Please use a mature library when doing mission-critical work. I am no expert in numerical analysis. (If you are, let me know so I can add you as a contributor!)
## Usage
`linalg` uses native arrays because of their raw speed.
```javascript
l = require('linalg')
assert = require('assert')
// identity is now a 2-D Array
identity = l.diagonalMatrix(1, 1, 1)
// points are 1-D arrays
point = [2, 4, 6]
// let's create a stupid simple 3D perpendicular frame
frame = identity
// singular value decomposition to come...
hang = l.transpose(identity)
stretch = identity
align = identity
// feel free to string these along
A = l.dot(hang, stretch, align)
// this (matrix . vector) operation should do nothing
assert.deepEqual(l.dot(A, point), point)
```
## Motivation
I needed a performance focused linear algebra module for visualizing data in 10+ dimensions, and implementing machine learning algorithms. I quickly learned that naive solutions to linear algebra operations can produce numerical errors so significant they are utterly useless for anything other than casual playtime. After that, I prioritized correctness over performance.

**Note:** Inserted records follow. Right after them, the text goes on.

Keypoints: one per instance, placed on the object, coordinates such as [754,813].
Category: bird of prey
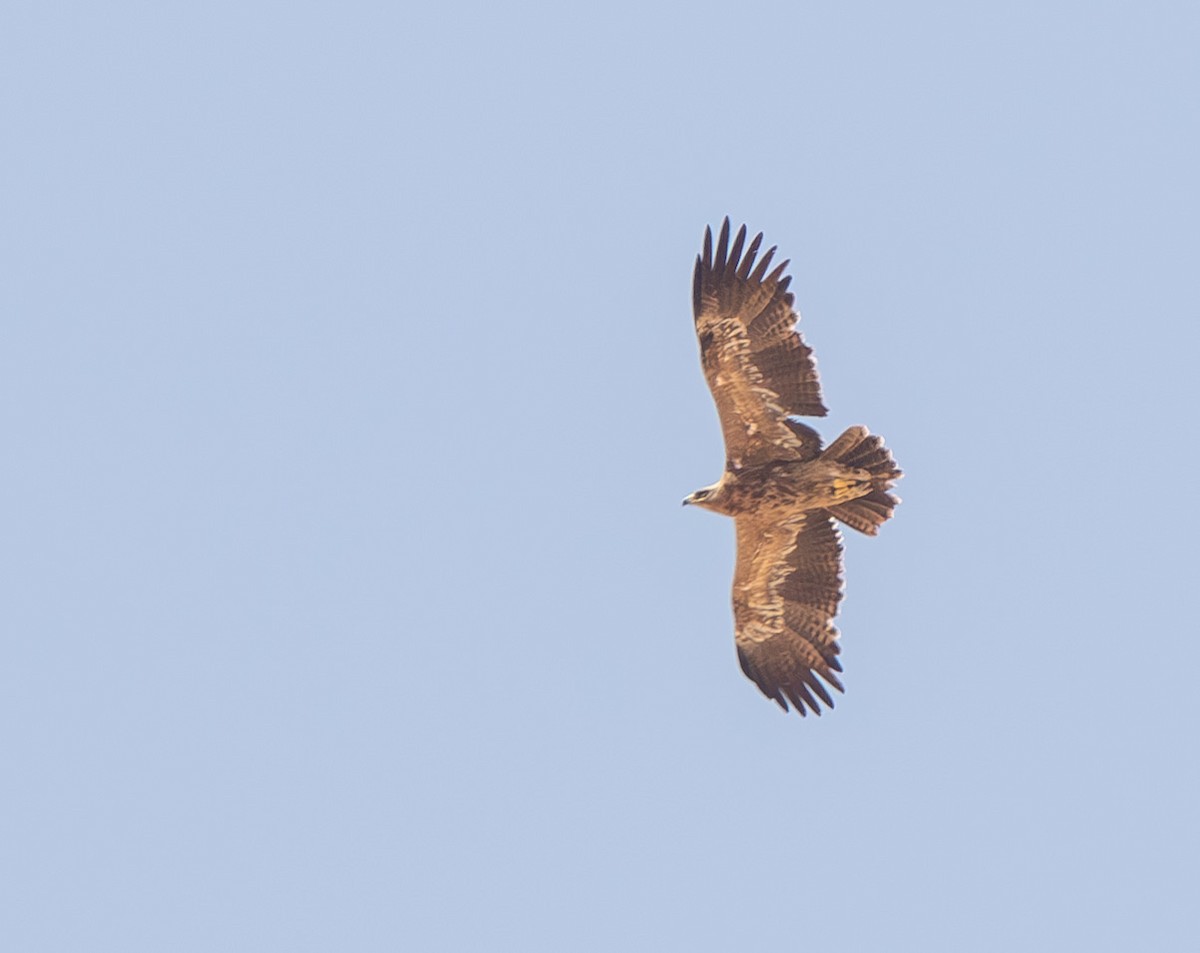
[784,491]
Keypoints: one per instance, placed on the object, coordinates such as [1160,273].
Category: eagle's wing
[786,589]
[757,366]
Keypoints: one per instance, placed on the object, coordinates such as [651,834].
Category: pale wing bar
[786,591]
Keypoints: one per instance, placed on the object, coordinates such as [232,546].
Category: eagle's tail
[859,449]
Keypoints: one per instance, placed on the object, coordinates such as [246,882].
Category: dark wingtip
[748,262]
[736,251]
[723,247]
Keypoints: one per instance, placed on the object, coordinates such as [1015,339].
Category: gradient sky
[349,393]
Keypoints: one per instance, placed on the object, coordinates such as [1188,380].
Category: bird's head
[702,498]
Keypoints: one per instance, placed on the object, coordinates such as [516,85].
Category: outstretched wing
[786,589]
[757,365]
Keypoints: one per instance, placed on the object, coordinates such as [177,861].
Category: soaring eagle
[783,491]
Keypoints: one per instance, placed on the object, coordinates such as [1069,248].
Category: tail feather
[859,449]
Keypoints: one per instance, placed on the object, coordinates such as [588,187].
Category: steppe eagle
[781,489]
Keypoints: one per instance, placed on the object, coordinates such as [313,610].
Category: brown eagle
[781,489]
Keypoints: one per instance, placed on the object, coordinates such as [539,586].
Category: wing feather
[786,592]
[757,366]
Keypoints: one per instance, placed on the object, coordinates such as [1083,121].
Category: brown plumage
[781,489]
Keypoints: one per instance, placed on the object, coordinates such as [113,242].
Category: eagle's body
[781,489]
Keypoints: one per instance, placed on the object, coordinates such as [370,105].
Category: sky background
[349,391]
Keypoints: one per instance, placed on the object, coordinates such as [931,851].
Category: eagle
[786,493]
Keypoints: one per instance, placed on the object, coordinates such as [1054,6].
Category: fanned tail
[863,450]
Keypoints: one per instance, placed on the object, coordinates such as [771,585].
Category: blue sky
[349,393]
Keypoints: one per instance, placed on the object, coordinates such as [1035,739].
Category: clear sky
[349,393]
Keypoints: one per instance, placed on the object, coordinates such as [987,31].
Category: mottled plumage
[781,489]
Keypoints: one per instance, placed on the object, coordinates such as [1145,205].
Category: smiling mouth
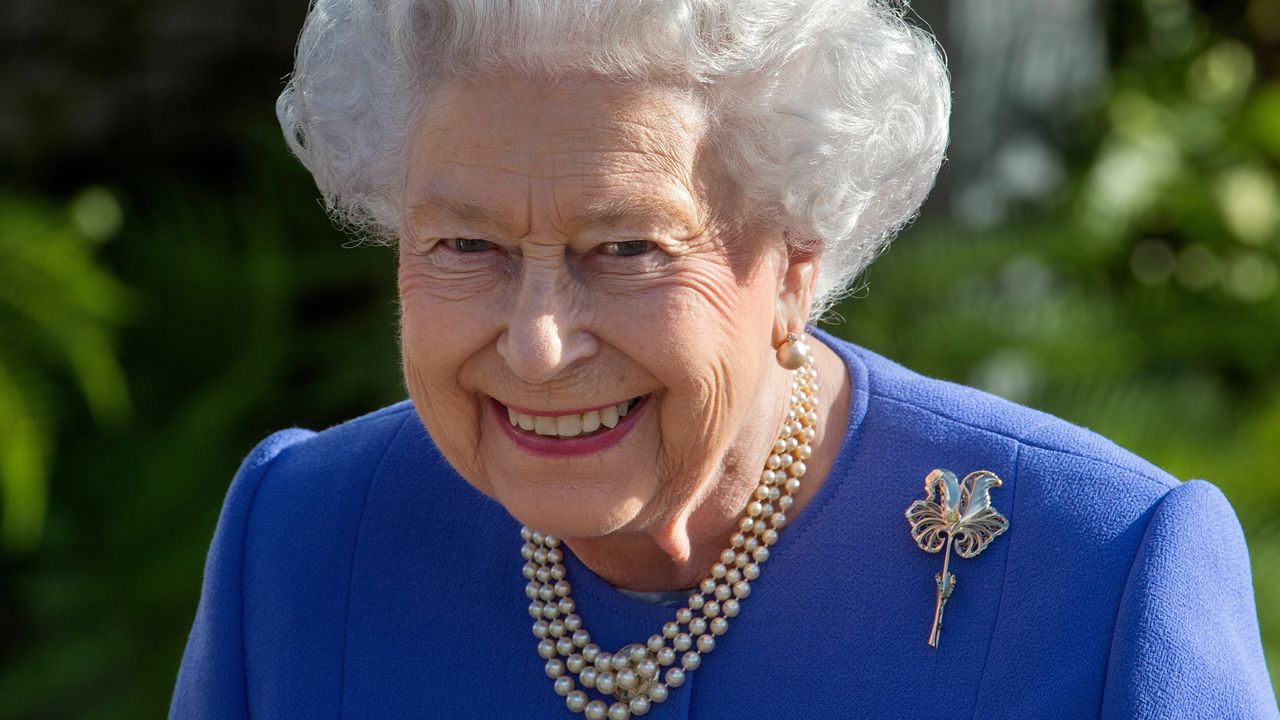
[571,424]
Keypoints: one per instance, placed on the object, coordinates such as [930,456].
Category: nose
[544,336]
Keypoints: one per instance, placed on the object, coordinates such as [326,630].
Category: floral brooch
[963,518]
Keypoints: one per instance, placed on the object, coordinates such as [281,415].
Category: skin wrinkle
[544,318]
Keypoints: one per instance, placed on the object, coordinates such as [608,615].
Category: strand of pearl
[639,675]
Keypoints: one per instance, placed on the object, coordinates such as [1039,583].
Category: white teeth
[544,425]
[570,425]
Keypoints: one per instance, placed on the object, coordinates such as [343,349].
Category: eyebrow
[603,213]
[453,208]
[616,210]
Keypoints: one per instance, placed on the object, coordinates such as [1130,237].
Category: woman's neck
[677,552]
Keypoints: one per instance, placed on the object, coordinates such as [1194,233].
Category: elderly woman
[630,479]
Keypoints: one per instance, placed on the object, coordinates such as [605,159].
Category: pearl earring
[792,352]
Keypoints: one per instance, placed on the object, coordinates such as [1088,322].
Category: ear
[796,282]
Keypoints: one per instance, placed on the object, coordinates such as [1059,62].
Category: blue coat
[355,574]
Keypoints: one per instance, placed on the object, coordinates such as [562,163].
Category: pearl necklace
[639,675]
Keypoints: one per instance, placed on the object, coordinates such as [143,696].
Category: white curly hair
[831,115]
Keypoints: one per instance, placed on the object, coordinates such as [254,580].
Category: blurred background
[1104,244]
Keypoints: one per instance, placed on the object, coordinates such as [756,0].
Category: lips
[572,432]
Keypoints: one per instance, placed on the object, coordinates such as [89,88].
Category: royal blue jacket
[353,574]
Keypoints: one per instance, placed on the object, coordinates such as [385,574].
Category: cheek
[439,336]
[707,338]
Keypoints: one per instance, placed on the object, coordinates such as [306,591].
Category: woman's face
[584,338]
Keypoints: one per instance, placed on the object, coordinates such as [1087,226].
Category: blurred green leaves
[59,310]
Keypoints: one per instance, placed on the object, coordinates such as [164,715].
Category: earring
[792,352]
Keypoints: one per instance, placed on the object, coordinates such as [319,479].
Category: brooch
[961,518]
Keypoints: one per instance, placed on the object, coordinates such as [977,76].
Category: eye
[469,245]
[627,247]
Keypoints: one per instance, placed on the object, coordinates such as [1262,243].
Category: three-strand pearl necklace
[639,675]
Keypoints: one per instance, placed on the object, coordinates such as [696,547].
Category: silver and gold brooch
[963,518]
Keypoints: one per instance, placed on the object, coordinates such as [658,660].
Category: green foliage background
[154,328]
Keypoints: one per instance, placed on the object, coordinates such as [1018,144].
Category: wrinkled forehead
[589,146]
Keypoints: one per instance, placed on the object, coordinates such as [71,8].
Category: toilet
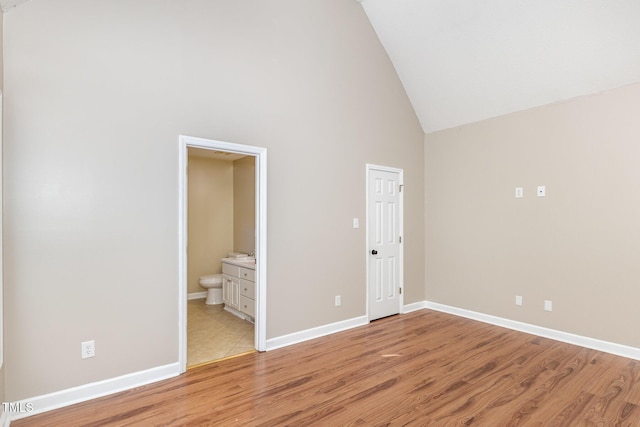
[213,284]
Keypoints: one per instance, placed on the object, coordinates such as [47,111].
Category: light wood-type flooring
[418,369]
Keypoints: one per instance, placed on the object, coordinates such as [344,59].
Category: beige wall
[1,299]
[579,246]
[244,204]
[93,114]
[210,217]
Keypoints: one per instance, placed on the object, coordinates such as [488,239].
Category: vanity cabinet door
[235,293]
[231,291]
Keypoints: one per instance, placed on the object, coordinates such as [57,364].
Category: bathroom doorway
[223,154]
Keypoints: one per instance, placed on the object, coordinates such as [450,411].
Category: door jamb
[400,172]
[261,236]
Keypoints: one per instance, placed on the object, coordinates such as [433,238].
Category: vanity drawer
[247,274]
[248,306]
[248,289]
[231,270]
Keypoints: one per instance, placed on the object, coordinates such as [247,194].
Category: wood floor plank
[422,368]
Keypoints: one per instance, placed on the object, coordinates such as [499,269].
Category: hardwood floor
[422,368]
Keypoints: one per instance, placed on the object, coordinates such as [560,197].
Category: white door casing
[261,237]
[384,241]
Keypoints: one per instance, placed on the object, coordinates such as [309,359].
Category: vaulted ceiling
[463,61]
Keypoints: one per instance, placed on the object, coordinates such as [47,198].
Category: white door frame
[400,172]
[261,236]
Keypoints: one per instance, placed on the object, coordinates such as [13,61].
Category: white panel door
[384,225]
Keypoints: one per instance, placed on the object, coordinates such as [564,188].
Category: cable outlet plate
[88,349]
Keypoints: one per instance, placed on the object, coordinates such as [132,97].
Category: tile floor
[213,333]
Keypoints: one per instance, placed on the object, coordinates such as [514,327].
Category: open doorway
[259,154]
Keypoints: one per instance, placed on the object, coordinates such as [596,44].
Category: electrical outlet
[88,349]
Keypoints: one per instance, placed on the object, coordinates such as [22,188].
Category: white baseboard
[605,346]
[408,308]
[70,396]
[317,332]
[197,295]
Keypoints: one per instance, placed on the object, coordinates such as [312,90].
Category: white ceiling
[467,60]
[462,61]
[7,5]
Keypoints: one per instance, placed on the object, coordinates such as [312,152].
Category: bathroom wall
[97,93]
[244,204]
[210,217]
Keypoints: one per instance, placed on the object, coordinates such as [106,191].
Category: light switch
[519,192]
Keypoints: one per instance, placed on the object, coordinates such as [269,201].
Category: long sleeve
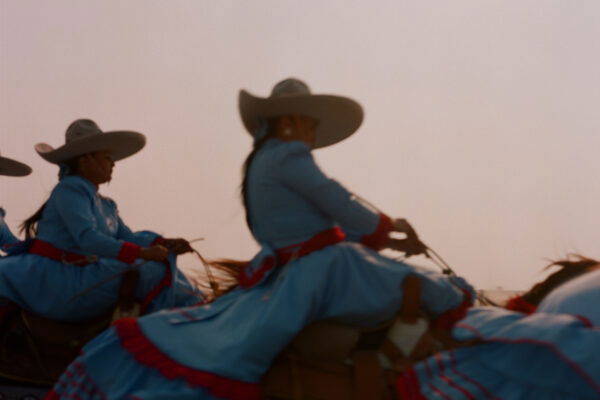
[297,169]
[76,208]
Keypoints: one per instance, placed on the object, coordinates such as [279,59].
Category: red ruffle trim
[517,303]
[447,320]
[378,239]
[129,252]
[146,353]
[408,387]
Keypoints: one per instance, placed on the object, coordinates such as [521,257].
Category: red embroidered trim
[45,249]
[145,352]
[446,378]
[158,240]
[378,239]
[129,252]
[51,395]
[449,318]
[517,303]
[289,253]
[166,282]
[549,345]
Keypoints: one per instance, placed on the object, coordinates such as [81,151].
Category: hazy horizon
[481,125]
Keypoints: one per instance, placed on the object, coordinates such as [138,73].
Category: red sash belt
[290,253]
[317,242]
[47,250]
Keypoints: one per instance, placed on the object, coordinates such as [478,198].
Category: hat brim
[120,144]
[339,117]
[10,167]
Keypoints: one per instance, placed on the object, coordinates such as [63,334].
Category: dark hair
[569,268]
[29,226]
[271,130]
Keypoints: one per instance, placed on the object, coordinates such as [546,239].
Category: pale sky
[481,121]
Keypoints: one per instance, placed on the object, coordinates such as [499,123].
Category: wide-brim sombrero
[338,116]
[83,136]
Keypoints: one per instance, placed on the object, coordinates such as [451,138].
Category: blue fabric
[541,356]
[238,336]
[77,219]
[290,199]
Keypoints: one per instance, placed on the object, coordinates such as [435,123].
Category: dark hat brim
[121,144]
[339,117]
[10,167]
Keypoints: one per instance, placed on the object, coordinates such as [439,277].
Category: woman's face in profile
[298,127]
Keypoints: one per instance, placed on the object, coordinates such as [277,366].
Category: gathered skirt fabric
[222,349]
[66,292]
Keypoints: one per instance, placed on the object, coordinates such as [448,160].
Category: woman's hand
[178,245]
[155,253]
[411,245]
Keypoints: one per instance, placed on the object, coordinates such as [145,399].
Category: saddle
[36,350]
[331,361]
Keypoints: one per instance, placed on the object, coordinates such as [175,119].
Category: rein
[447,270]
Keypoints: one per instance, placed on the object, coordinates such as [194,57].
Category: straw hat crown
[338,116]
[84,136]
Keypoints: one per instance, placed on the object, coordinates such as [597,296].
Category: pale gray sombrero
[10,167]
[84,136]
[339,117]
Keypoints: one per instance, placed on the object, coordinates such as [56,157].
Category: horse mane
[569,268]
[224,274]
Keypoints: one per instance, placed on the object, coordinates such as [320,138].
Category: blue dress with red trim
[306,271]
[72,269]
[551,354]
[8,241]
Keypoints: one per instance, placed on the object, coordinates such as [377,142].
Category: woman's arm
[296,168]
[76,207]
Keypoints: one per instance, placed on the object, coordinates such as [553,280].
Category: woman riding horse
[79,246]
[548,349]
[318,260]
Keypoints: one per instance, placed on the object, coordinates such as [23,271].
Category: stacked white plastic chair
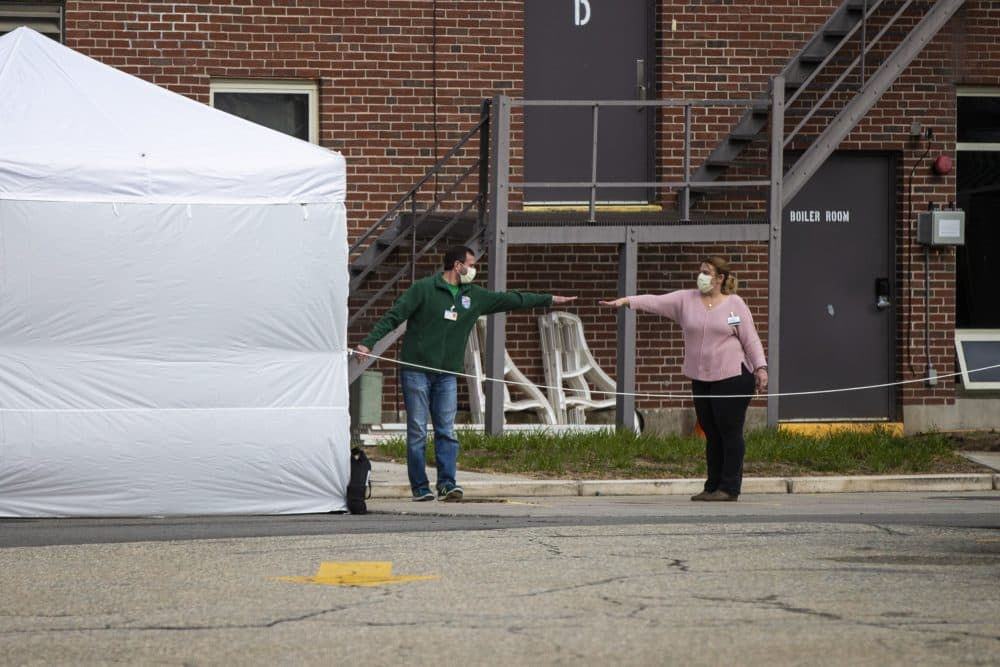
[576,383]
[535,399]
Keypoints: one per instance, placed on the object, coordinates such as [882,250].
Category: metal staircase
[392,247]
[820,76]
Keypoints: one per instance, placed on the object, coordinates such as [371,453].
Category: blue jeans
[434,395]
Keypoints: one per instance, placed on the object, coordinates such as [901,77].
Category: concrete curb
[654,487]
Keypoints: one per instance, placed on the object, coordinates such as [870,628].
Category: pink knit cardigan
[714,347]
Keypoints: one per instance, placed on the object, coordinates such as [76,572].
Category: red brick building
[394,84]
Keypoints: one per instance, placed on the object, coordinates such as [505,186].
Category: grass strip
[613,454]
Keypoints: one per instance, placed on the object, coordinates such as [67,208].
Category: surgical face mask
[704,283]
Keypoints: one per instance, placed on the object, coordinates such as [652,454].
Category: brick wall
[399,84]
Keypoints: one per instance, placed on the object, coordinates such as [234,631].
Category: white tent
[173,301]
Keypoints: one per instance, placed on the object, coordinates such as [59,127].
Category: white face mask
[704,283]
[468,276]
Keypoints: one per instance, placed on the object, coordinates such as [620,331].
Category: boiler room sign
[812,215]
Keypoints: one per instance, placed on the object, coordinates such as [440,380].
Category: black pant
[722,420]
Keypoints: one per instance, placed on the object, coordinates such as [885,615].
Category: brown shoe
[719,495]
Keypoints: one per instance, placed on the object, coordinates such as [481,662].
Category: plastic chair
[570,370]
[536,400]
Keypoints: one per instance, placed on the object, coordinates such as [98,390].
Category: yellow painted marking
[823,428]
[355,573]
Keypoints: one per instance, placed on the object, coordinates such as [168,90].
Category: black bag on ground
[360,486]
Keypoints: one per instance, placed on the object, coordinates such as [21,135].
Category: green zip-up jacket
[433,340]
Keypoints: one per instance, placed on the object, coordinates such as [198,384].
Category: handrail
[833,52]
[484,118]
[850,68]
[417,220]
[684,185]
[416,255]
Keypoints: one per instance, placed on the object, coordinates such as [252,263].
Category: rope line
[815,392]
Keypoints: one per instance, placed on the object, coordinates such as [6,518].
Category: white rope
[668,396]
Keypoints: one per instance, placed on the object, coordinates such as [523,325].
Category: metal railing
[408,203]
[685,185]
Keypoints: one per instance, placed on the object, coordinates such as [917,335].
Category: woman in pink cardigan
[725,360]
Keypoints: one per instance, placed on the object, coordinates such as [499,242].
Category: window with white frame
[977,172]
[43,17]
[979,358]
[291,107]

I started out with a chainable, [vektor](https://www.npmjs.org/package/vektor)-like API, but found that no matter how hard I tried, using anything other than native `Array` resulted in a 20-500x slowdown depending on the operation.
I'd like this module to be a low-level framework for others to build upon. It should just be a library of the best known linear algebra algorithms, with minimal sugar added.